Refund credit notes (RCNs) have been vital in enabling travel businesses to survive despite unprecedented volumes of cancellations due to Covid.

But insurance underwriters view outstanding RCNs as outstanding refunds rather than forward bookings, according to Chris Photi, head of travel and leisure at White Hart Associates.

Photi told the Travel Weekly Future of Travel summit: “Insurance underwriters’ take on refund credit notes is that you will have to refund everybody.

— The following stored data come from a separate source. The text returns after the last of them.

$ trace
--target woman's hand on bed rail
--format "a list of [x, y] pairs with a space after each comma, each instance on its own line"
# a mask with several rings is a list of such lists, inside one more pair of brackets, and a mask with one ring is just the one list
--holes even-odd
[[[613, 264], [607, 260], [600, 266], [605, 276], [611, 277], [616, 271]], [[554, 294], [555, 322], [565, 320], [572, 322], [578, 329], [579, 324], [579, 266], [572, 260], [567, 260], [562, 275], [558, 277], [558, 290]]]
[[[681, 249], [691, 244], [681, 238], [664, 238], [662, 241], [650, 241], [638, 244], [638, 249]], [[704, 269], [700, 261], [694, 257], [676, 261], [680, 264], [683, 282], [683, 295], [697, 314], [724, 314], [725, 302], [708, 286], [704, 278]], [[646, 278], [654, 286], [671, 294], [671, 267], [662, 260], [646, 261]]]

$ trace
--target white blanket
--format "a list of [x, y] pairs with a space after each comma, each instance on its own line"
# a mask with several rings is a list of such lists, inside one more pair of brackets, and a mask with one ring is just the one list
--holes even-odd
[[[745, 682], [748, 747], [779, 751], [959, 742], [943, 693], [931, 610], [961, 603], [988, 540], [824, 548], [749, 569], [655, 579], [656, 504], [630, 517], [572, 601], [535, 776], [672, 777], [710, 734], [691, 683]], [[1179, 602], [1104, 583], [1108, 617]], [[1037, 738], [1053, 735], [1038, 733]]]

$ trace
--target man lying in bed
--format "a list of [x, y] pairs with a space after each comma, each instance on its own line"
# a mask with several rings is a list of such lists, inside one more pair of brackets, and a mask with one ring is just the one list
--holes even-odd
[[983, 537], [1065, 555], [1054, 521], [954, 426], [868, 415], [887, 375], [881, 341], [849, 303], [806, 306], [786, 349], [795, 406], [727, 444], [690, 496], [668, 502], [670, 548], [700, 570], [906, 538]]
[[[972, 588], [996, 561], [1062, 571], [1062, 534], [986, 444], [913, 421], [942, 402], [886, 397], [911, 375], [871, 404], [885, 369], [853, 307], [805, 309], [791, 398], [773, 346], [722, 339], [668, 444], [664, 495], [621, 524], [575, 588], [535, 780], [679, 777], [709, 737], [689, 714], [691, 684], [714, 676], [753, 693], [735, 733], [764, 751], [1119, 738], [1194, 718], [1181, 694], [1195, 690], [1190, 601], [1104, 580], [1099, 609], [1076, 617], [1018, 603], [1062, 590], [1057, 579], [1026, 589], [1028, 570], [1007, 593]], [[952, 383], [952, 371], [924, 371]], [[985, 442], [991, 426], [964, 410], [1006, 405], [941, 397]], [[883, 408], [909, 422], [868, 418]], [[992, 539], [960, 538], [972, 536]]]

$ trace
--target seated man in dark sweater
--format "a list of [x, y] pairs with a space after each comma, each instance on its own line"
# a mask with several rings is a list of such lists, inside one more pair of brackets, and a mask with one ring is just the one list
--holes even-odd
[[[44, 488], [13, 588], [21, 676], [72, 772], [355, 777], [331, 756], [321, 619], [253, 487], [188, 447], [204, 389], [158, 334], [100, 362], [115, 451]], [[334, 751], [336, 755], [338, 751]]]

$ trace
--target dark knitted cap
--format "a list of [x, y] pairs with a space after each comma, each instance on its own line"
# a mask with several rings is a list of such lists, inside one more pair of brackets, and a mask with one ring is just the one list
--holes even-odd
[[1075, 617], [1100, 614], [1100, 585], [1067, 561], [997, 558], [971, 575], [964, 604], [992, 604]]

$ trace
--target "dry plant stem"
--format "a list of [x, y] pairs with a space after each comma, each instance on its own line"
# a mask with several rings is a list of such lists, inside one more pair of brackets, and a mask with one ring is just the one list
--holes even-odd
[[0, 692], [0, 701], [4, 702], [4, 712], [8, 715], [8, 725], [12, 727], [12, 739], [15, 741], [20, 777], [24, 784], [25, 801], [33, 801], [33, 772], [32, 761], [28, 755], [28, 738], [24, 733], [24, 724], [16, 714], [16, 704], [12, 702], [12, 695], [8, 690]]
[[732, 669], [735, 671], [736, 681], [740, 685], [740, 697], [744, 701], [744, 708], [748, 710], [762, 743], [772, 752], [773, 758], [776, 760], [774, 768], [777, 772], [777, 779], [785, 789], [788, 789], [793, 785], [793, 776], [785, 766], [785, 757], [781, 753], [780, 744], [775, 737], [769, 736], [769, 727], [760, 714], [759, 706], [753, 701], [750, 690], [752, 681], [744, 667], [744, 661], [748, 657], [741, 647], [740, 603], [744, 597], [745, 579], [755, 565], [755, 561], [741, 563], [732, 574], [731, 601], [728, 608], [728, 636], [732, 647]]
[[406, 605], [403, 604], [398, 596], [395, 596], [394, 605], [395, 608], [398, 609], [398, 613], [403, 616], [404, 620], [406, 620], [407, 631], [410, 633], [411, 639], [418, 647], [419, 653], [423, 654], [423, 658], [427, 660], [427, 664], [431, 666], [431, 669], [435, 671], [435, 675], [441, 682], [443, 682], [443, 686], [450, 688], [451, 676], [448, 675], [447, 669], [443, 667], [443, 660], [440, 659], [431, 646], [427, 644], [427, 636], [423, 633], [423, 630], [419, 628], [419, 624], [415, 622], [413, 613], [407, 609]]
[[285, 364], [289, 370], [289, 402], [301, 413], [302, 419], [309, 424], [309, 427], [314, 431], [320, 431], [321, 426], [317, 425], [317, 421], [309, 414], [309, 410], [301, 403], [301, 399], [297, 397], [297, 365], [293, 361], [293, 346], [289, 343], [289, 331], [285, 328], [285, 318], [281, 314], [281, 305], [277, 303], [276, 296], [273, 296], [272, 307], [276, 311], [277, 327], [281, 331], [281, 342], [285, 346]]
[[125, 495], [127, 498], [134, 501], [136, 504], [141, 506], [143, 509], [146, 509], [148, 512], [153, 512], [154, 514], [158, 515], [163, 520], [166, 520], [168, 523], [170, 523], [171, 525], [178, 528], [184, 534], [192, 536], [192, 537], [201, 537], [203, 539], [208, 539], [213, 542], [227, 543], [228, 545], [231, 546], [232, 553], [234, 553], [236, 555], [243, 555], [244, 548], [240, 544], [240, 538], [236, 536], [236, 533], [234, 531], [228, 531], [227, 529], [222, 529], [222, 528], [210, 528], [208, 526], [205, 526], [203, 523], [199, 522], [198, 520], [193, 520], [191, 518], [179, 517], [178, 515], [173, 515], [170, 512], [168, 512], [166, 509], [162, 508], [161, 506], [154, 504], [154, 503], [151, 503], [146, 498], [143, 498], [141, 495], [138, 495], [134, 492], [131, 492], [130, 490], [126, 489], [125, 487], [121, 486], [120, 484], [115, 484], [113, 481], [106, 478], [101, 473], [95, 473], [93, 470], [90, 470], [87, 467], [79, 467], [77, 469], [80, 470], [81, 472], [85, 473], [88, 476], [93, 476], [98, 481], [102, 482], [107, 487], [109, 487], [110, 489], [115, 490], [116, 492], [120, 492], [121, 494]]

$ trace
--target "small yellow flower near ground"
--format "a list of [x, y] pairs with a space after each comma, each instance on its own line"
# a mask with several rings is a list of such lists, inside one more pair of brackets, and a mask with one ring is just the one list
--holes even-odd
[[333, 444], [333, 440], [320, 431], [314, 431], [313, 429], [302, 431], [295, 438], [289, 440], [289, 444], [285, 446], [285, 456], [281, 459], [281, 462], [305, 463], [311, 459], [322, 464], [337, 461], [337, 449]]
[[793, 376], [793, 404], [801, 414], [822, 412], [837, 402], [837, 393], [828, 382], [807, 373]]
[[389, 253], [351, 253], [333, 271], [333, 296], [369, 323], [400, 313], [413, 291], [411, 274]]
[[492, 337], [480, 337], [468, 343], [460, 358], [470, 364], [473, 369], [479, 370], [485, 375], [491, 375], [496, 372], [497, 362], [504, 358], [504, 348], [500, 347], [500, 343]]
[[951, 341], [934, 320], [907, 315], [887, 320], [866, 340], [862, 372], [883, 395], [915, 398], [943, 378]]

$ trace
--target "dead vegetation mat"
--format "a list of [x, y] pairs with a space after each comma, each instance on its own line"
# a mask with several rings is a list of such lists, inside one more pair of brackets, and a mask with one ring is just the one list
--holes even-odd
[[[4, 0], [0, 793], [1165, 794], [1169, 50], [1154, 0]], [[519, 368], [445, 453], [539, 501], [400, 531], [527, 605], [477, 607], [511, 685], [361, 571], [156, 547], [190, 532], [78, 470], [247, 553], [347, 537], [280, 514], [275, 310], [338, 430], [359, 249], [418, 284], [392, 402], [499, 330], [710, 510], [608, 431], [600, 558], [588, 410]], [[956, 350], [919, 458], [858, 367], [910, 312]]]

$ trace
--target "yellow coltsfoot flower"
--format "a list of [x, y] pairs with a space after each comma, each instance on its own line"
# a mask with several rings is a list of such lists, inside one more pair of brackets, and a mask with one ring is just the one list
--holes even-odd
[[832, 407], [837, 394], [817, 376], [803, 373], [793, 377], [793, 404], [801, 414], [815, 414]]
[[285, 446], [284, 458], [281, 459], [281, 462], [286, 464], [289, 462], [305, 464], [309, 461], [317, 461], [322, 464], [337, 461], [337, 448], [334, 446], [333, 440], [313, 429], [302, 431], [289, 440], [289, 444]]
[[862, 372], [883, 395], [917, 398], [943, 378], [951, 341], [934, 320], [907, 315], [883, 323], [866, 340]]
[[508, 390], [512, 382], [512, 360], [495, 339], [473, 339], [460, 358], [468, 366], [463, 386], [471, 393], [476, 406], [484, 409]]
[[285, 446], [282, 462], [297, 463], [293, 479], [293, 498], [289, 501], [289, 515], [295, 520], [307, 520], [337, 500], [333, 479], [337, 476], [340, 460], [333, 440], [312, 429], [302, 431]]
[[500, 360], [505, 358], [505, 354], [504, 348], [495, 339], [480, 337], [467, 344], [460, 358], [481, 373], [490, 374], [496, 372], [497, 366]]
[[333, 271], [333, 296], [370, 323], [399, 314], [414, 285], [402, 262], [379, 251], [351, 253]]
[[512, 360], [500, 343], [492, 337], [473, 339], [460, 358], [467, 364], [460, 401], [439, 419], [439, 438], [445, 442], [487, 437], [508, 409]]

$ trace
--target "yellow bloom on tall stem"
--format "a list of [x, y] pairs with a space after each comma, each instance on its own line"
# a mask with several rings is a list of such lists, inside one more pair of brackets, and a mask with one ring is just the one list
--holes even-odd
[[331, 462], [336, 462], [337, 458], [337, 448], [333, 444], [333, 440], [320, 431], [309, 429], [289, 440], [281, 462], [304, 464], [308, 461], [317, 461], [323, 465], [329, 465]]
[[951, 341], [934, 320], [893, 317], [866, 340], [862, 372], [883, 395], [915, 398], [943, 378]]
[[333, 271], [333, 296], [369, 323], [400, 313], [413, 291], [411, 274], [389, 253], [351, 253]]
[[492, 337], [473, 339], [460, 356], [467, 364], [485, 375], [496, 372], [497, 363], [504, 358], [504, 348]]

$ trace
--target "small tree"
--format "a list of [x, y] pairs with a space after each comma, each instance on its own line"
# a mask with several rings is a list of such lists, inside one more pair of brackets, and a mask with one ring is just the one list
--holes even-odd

“They ask what your refund credit note position is and say, ‘We’re going to assume you have to pay all that cash’. They’re refusing to recognise the point of a refund credit note is to allow the customer to remain protected and come back and say, ‘I’d like an Easter holiday in 2021’ and use the credit note to book.”

John de Vial, Abta director of membership and financial services, told the summit the continuing failure of airlines to process refunds was “one of the reasons the government has given the flexibility it has with refund credit notes, acknowledging that Abta and the CAA have been protecting them”.

Stephen Mason, senior counsel at Travlaw, said: “I wonder whether RCNs could become a permanent feature of the landscape, could have statutory backing by being built into the Package Travel Regulations. Some governments in the EU did that. Our government was reluctant to, but there might be an opportunity to do that.”